Türkiye’de 2004 tarihinden sonra gözaltında kayıp vakalarına rastlanmadığına dikkat çeken Ay, “Ancak siyasal iktidar gözaltında kayıpların akıbetinin bulunabilmesi amacı ile bugüne kadar sembolik bir iki girişim dışında esaslı hiçbir adım atmamıştır. 2009 yılında Başbakanın kayıp yakını anneler ve İHD İstanbul Şube yöneticileri ile yaptığı toplantıda vermiş olduğu sözler yerine getirilmemiştir. Sadece Cemil Kırbayır ve Tolga Baykal Ceylan’ın akıbetlerinin bulunabilmesi amacı ile TBMM İnsan Hakları Komisyonu bünyesinde 2 ayrı alt komisyon oluşturulmuş, bu komisyonların hazırlamış olduğu raporlara uygun olarak hala Cemil Kırbayır ve Tolga Baykal Ceylan’ın akıbetleri ortaya çıkarılamamıştır. Özellikle Cemil Kırbayır dosyasında Kars Cumhuriyet Savcılığı’nın görevini yapmaması ve bu duruma Adalet Bakanlığının seyirci kalması Türkiye’de uygulanan cezasızlığın tipik bir örneğini oluşturmuştur. Bunun dışında Başbakanın söz vermiş olmasına rağmen BM Kayıplar Sözleşmesinin hala imzalanıp onaylanmamış olması siyasal iktidarın en büyük ayıpları arasında sayılabilir.”dedi.

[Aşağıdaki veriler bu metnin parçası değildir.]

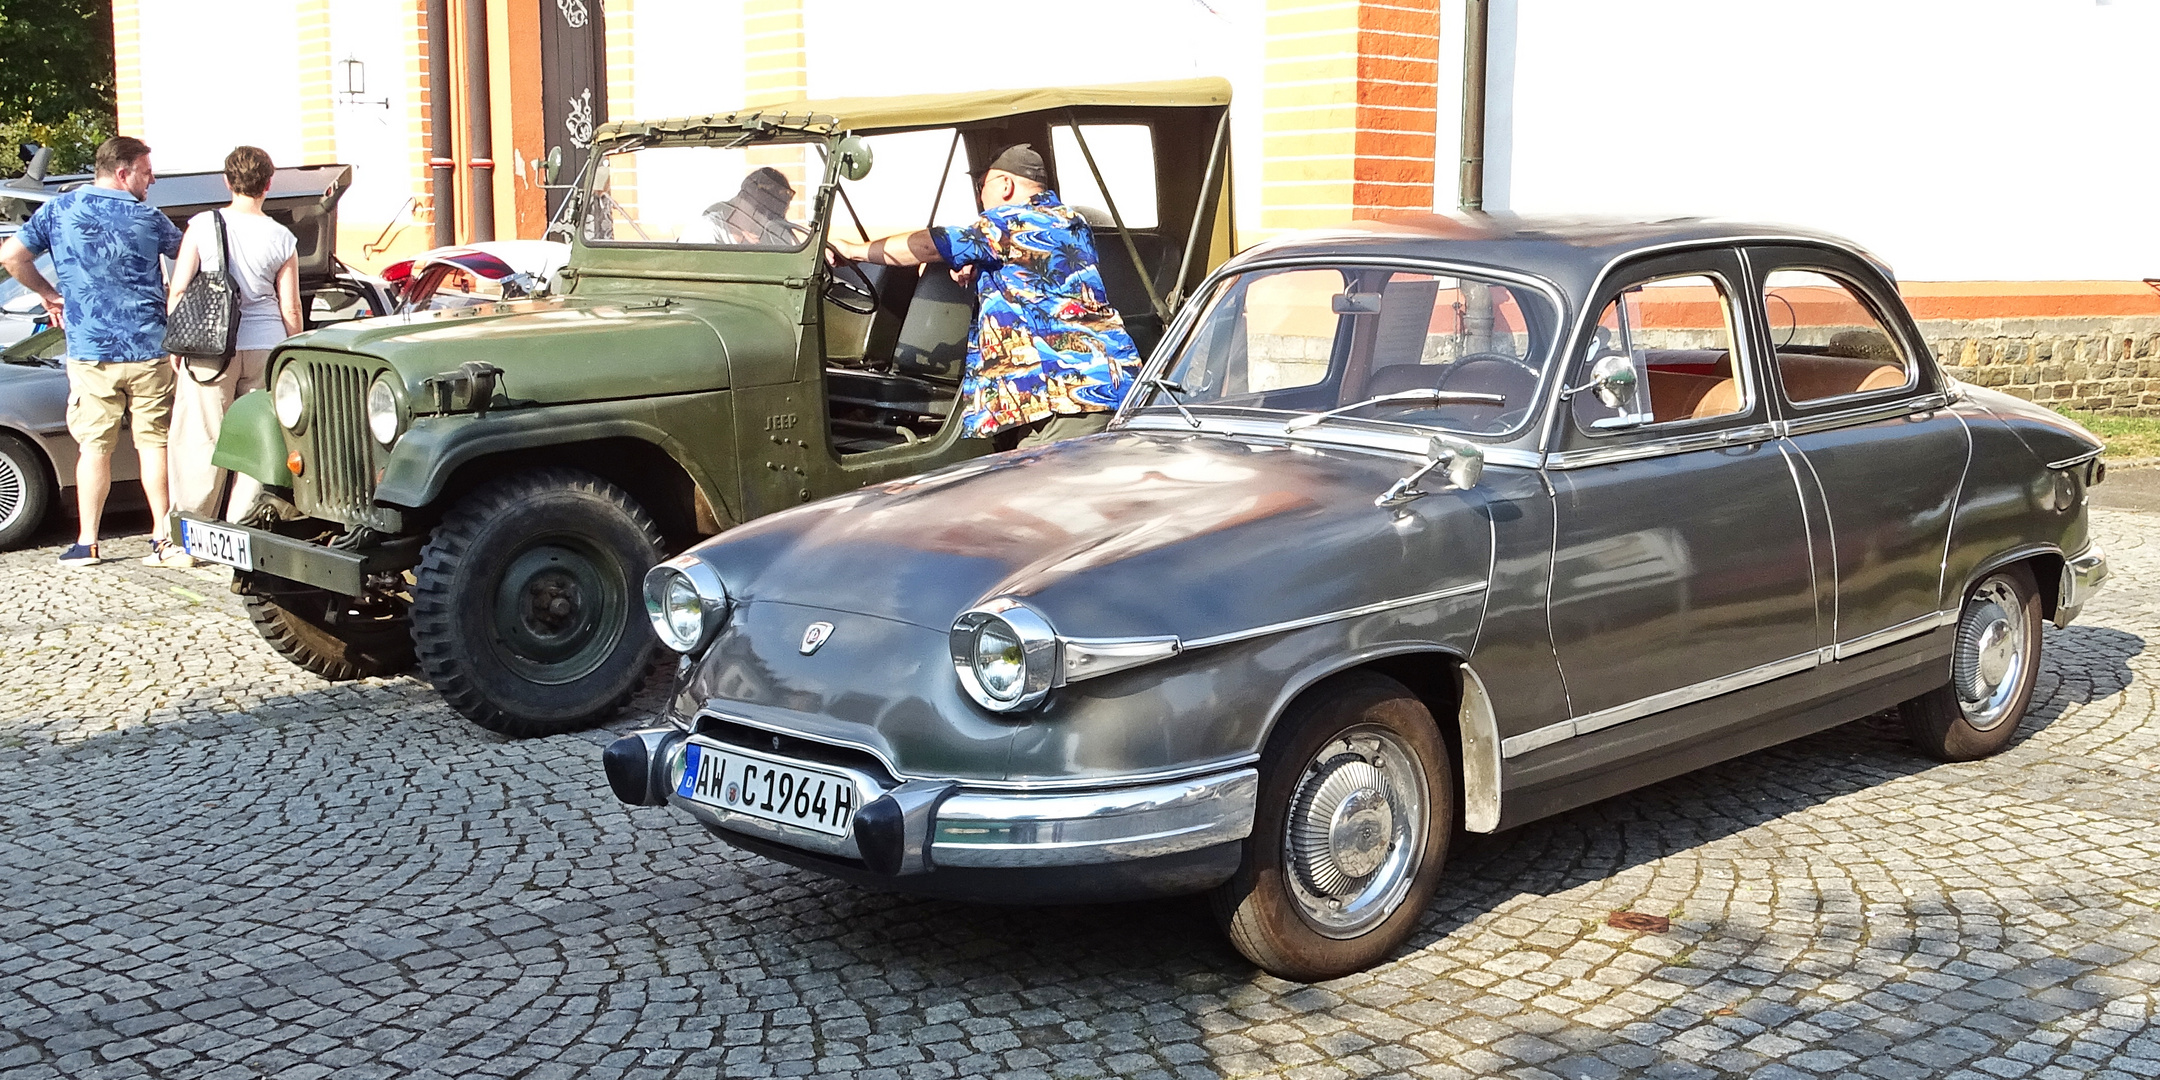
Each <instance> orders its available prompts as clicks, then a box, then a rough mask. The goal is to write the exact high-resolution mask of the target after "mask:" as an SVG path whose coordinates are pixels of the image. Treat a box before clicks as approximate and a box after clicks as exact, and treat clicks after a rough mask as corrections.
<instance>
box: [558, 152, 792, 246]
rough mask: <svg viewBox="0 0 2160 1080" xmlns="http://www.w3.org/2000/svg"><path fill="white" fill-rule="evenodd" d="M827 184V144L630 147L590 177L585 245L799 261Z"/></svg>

İHD Kayıplar Komisyonu gözaltında kayıplar ile ilgili zamanaşımı kuralı uygulanmaması ile ilgili olarak kampanyasını sürdürdüğünü hatırlatan Ay, “ Seçimlerden sonra oluşacak Parlamentoya verilecek dilekçelerle insanlığa karşı suçlarda zaman aşımının uygulanmaması için gerekli kanun değişikliklerinin yapılması talep edilecektir. Gözaltında kayıpların akıbetini araştırırken Türkiye’deki toplu mezar gerçeğinden bahsetmemek olamaz. Derneğimizin verilerine göre tespit edilebilen 253 toplu mezarda 3248 kişinin gömülü olduğu tahmin edilmektedir. Bu sayının daha da büyüyeceğinden de endişe edilmektedir. Türkiye’de toplu mezar gerçeği ortaya çıkarılmasına rağmen ilgili savcılıklar toplu mezarların açılmasında BM Minesota Protokolünü ve Kızılhaç’ın ilgili rehberini uygulamakta direnç göstermektedirler. Türkiye’deki en önemli sorunların başında gelen toplu mezarların açılması ve delillerin tespit edilerek faillerin ortaya çıkarılması sorunu bütün yakıcılığı ile devam etmektedir.”diye konuştu.